Going back to the drawing board, I think an interesting option would be to use a string potentiometer. However, I would need to find one that covers the entire slide length (~62 cm), that wouldn't interfere with trombone playing (low resistance) and that plays nice with the arduino.
johnwasser:
How about a length of resistance wire mounted on the body and a wiper attached to the slide? Same effect but no spring to work against.
I'd been looking at this problem myself. I see that very thin nichrome wire is ~40ohms/foot and videotape is about 100Kohms/inch. Any suggestions for something in-between?
johnwasser:
The problem I see with the string potentiometer is the return spring. You have to work against it and I think it will limit return speed.
Yes, that's what I think... I've never used string potentiometers so I have no idea what kind of force is involved, but it's likely enough to upset playability.
johnwasser:
How about a length of resistance wire mounted on the body and a wiper attached to the slide? Same effect but no spring to work against.
This is an intriguing idea. I think I could make this work, but I really don't know where to start (I'm more of a software guy). Could you point me in the general direction (products and projects I should look at).
Chagrin:
I'd been looking at this problem myself. I see that very thin nichrome wire is ~40ohms/foot and videotape is about 100Kohms/inch. Any suggestions for something in-between?

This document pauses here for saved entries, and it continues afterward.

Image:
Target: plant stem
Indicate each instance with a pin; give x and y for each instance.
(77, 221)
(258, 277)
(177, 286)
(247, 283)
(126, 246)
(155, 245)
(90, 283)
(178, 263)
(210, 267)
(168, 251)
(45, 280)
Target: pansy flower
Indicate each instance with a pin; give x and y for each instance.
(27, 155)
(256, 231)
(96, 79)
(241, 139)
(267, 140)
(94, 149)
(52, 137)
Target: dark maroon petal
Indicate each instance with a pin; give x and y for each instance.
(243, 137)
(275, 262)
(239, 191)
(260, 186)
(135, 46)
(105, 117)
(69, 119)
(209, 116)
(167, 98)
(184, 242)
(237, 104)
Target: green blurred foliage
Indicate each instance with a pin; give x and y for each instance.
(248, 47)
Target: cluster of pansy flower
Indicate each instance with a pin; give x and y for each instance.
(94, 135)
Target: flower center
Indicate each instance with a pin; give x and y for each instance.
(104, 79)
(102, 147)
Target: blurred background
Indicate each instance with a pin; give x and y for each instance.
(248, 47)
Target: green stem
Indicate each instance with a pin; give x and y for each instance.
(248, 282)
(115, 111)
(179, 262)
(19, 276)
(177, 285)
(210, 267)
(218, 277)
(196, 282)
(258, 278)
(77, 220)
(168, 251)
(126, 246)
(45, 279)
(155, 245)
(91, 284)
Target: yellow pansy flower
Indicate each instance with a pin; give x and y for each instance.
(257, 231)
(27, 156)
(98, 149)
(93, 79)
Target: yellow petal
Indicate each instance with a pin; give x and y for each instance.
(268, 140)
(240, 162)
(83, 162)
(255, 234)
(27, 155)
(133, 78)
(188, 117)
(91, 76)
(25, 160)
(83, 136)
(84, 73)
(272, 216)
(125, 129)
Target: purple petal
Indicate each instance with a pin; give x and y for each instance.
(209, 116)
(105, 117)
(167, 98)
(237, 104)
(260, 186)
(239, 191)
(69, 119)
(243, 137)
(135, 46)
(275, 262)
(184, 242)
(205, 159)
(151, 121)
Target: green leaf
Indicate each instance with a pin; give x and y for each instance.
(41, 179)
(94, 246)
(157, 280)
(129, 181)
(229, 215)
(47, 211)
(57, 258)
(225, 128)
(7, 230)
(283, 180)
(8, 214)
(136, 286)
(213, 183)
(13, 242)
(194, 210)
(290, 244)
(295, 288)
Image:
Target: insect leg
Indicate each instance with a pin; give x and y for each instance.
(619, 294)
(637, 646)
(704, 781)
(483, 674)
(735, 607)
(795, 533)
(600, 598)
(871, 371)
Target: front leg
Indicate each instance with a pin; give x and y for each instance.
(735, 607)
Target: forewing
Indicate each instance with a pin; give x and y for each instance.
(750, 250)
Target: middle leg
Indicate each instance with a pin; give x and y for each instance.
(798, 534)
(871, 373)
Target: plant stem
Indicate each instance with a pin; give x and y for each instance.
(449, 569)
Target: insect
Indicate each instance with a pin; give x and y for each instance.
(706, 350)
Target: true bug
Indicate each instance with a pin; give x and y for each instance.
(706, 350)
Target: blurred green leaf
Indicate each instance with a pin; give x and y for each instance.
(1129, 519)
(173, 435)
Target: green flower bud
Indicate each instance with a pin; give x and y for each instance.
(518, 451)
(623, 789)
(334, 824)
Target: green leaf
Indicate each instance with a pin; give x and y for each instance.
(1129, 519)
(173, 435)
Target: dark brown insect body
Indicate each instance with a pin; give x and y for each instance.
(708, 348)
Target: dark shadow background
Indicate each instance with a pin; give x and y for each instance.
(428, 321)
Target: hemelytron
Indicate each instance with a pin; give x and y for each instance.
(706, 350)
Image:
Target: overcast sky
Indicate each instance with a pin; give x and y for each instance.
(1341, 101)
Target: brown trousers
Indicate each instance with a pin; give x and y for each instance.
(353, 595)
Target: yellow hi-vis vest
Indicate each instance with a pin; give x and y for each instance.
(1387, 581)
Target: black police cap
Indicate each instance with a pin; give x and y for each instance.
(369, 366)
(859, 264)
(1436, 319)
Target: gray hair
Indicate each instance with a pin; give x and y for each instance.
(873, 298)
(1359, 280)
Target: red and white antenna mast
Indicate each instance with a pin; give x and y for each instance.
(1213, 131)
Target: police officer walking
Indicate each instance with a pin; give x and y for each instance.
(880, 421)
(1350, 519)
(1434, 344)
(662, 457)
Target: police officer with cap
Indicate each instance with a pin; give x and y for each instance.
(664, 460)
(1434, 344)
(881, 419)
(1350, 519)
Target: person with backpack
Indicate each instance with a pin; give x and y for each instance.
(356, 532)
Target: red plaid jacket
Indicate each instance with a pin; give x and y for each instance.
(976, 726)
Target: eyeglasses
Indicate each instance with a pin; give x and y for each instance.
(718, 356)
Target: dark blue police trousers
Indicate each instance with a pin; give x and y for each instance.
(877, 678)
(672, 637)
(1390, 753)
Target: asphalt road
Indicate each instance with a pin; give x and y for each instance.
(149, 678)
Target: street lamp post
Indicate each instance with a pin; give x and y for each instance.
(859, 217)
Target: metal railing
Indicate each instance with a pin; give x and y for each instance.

This may sound stupid, but if you taped an optical mouse to your trombone, do you think it would sense and measure the movement of the slide? I did something like that with an optical mouse and a syringe to measure the amount of fluid delivered. Since you have nothing better at the moment, you could try that.
Another possibility is a strip of plastic with alternating clear and dark lines. An optical quadrature encoder like on a inkjet carriage would then track the movement along the strip. The strip could be on the slide so the electro-optical parts don't have to move.